OBJECTS OF THE INVENTION
[00019] Some of the objects of the presently disclosed invention, of which at the minimum one object is fulfilled by at least one embodiment disclosed herein, are as follows:
[00020] An object of the present invention is to provide an alternative, which overcomes at least one drawback encountered in the existing prior art.
[00021] Another object of the present invention is to provide a multi-cyclone pre-cleaner which facilitates easy cleaning and removing of contaminant particles from the cyclone tubes.
[00022] Still another object of the present invention is to provide a multi-cyclone pre-cleaner which obviates the need for dis-mounting and re-mounting of the whole multi-cyclone pre-cleaner from the vehicle or machine on which it is mounted.
[00023] Other objects and benefits of the present invention will be more apparent from the following description, which is not intended to bind the scope of the present invention.
SUMMARY OF THE INVENTION
[00024] The present invention relates to a cyclone pre-cleaner assembly capable of separating dust particles from an air flow.

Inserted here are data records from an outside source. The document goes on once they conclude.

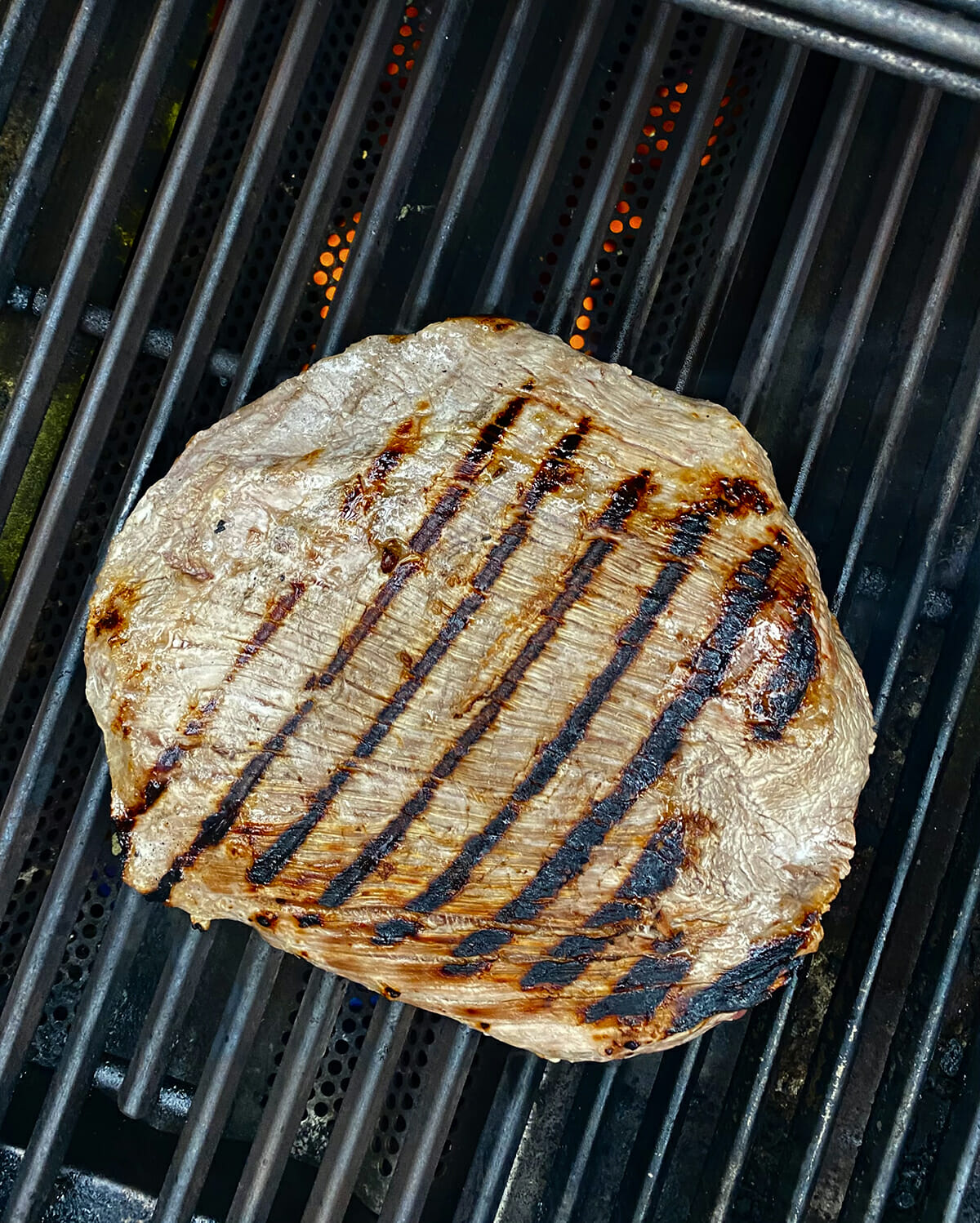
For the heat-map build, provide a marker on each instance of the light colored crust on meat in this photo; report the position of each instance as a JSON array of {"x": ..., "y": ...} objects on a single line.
[{"x": 238, "y": 575}]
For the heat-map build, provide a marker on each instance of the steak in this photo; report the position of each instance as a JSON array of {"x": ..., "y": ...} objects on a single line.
[{"x": 492, "y": 677}]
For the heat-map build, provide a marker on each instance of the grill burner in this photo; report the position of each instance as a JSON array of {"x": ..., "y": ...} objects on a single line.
[{"x": 196, "y": 199}]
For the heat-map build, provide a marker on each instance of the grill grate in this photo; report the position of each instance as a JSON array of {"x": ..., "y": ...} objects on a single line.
[{"x": 179, "y": 182}]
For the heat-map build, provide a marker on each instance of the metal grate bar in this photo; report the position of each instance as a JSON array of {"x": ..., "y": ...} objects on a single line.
[
  {"x": 105, "y": 385},
  {"x": 886, "y": 1136},
  {"x": 51, "y": 1132},
  {"x": 363, "y": 1105},
  {"x": 920, "y": 328},
  {"x": 739, "y": 1150},
  {"x": 70, "y": 290},
  {"x": 22, "y": 805},
  {"x": 697, "y": 328},
  {"x": 324, "y": 177},
  {"x": 844, "y": 1056},
  {"x": 567, "y": 1176},
  {"x": 96, "y": 322},
  {"x": 501, "y": 1137},
  {"x": 953, "y": 466},
  {"x": 42, "y": 957},
  {"x": 690, "y": 1060},
  {"x": 960, "y": 1147},
  {"x": 837, "y": 43},
  {"x": 234, "y": 233},
  {"x": 535, "y": 176},
  {"x": 219, "y": 1080},
  {"x": 273, "y": 1140},
  {"x": 804, "y": 228},
  {"x": 211, "y": 295},
  {"x": 714, "y": 1203},
  {"x": 631, "y": 100},
  {"x": 643, "y": 278},
  {"x": 33, "y": 175},
  {"x": 951, "y": 37},
  {"x": 858, "y": 296},
  {"x": 470, "y": 164},
  {"x": 392, "y": 182},
  {"x": 17, "y": 32},
  {"x": 174, "y": 994},
  {"x": 449, "y": 1065},
  {"x": 764, "y": 1070}
]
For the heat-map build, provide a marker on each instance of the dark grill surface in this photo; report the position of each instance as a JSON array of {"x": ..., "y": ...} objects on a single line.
[{"x": 194, "y": 199}]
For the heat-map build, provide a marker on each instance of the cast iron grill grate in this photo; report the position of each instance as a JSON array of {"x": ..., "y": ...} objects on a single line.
[{"x": 226, "y": 187}]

[00025] The pre-cleaner assembly comprising a pre-cleaner housing defined by a top surface, a bottom surface, an inlet face, an outlet face, a first side face, and a second side face, channels configured within the pre-cleaner housing, the channels running from the inlet face to the outlet face, wherein a first open end and a second open end of the channels registering with the inlet face and the outlet face respectively, a cyclone separator detachably received within each of the channels, wherein during one of the operations selected from the group consisting of cleaning, repairing, replacing, restoring, and combinations thereof of the pre-cleaner assembly, the cyclone separator being removable from the channels without need for dismounting of the whole pre-cleaner assembly from a utility whereupon the pre-cleaner assembly is mounted.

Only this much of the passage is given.